We ate breakfast each day at Les Editeurs, near the hotel. It is named for the people in the many publishing houses around here on the edge of the Latin Quatter and St Germain des Pres. Sorry - no photo of the hotel, the Jardin de l'Odeon, which was excellent.

The Louvre, of course.




Policemen on duty at the Palais de Justice, and soldiers patrolling outside the Louvre - France had been declared a potential target by a terrorist group the week before.




By chance we came across a steel band from Trinidad playing at the Arc de Triomphe du Carrousel in front of the Louvre Museum. Their colour, vitality and rhythms made it a wonderful show which the audience adored.


The Palace of Versailles. It's a short train ride out of the city, then a walk. The queue for the Palace was very long - perhaps taking an hour to gain entrance - but we wanted only the estate, so walked between the buildings to a separate entrance.

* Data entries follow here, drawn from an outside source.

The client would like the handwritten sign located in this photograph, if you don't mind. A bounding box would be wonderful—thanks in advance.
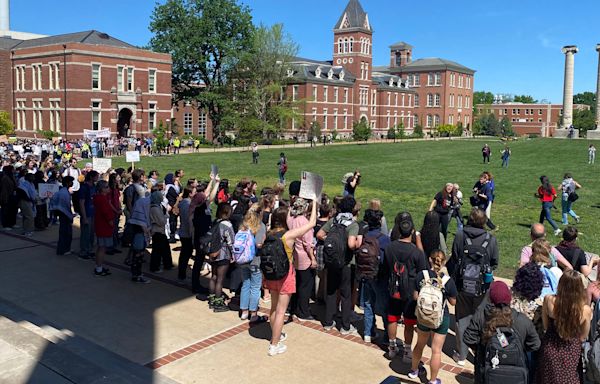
[92,157,112,173]
[125,151,140,163]
[38,183,59,199]
[298,171,323,200]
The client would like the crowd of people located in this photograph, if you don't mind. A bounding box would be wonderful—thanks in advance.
[0,139,600,383]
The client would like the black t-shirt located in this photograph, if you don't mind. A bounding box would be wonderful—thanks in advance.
[383,240,427,287]
[434,192,452,215]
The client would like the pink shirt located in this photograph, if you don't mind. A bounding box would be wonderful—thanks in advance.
[287,216,314,271]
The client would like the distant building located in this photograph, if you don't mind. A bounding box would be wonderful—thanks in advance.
[475,103,590,137]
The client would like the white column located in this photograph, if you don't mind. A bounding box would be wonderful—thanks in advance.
[561,45,579,128]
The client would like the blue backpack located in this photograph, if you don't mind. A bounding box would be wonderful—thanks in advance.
[232,230,256,264]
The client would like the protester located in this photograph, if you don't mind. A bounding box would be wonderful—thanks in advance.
[558,172,581,225]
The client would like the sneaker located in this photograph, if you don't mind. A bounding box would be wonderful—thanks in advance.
[340,324,356,336]
[452,351,466,367]
[323,321,335,332]
[408,364,427,379]
[269,342,287,356]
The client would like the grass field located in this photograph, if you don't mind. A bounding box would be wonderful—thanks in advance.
[113,139,600,277]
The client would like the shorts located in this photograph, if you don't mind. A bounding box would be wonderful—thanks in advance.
[388,297,417,325]
[97,236,113,248]
[417,313,450,335]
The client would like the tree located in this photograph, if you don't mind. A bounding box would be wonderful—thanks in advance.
[513,95,537,104]
[0,111,15,135]
[231,24,303,138]
[150,0,254,141]
[352,117,371,142]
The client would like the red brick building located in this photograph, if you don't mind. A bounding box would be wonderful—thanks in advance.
[375,41,475,132]
[475,103,590,137]
[0,31,171,139]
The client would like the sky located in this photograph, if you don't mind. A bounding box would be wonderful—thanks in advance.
[11,0,600,103]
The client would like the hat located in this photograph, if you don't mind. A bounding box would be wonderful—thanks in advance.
[490,281,512,305]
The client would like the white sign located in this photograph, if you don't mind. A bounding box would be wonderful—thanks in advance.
[92,157,112,173]
[125,151,140,163]
[38,183,59,199]
[298,171,323,200]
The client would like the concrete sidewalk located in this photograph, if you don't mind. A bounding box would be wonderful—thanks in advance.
[0,226,472,383]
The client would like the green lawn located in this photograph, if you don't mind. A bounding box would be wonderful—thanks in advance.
[113,139,600,277]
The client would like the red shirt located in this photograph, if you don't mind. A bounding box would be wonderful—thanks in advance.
[94,194,115,237]
[538,185,556,203]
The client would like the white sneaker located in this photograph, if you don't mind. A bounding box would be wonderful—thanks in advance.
[452,351,466,367]
[269,342,287,356]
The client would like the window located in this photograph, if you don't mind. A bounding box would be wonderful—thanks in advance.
[148,69,156,93]
[92,101,102,131]
[117,65,125,92]
[148,103,156,131]
[92,64,100,89]
[127,68,133,92]
[198,111,207,137]
[183,112,194,135]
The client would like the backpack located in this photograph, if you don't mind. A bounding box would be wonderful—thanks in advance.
[456,233,490,296]
[483,327,529,384]
[356,233,383,279]
[259,233,290,280]
[416,270,450,329]
[232,231,256,264]
[389,250,412,300]
[540,266,558,298]
[323,220,350,269]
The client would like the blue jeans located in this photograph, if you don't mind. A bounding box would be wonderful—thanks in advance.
[240,265,262,311]
[540,201,558,231]
[560,197,577,225]
[360,279,389,336]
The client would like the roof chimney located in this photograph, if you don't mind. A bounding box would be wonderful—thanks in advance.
[0,0,10,31]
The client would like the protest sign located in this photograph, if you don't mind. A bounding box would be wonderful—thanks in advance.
[38,183,59,199]
[299,171,323,200]
[92,157,112,173]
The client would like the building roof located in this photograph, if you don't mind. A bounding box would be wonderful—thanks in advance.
[333,0,372,32]
[390,41,413,49]
[0,30,137,49]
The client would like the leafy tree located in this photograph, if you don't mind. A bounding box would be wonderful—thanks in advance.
[150,0,254,141]
[352,117,371,142]
[0,111,15,135]
[513,95,537,104]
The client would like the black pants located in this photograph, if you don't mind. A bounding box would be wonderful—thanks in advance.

In the 1770s Queen Marie-Antoinette was given a 'village' near the Petit Trianon in the great park of Versailles. It contained several buildings, farms and gardens with a village pond and stream. Fram animals were raised and crops grown. Servants wore appropriate costume, and the Queen and her friends also dressed as villagers. She could enjoy "being" a country woman and farmer amongst them.
The buildings (apart from one or two long gone) and grounds have been restored, making a delightful represtnation of a country scene of the eighteenth century - but one which was always an artificial contrast with the reality of life outside. Did the French invent the theme park here?



Our stay was rounded off by dinner at Julien, an Art Nouveau restaurant full of turn of the century style.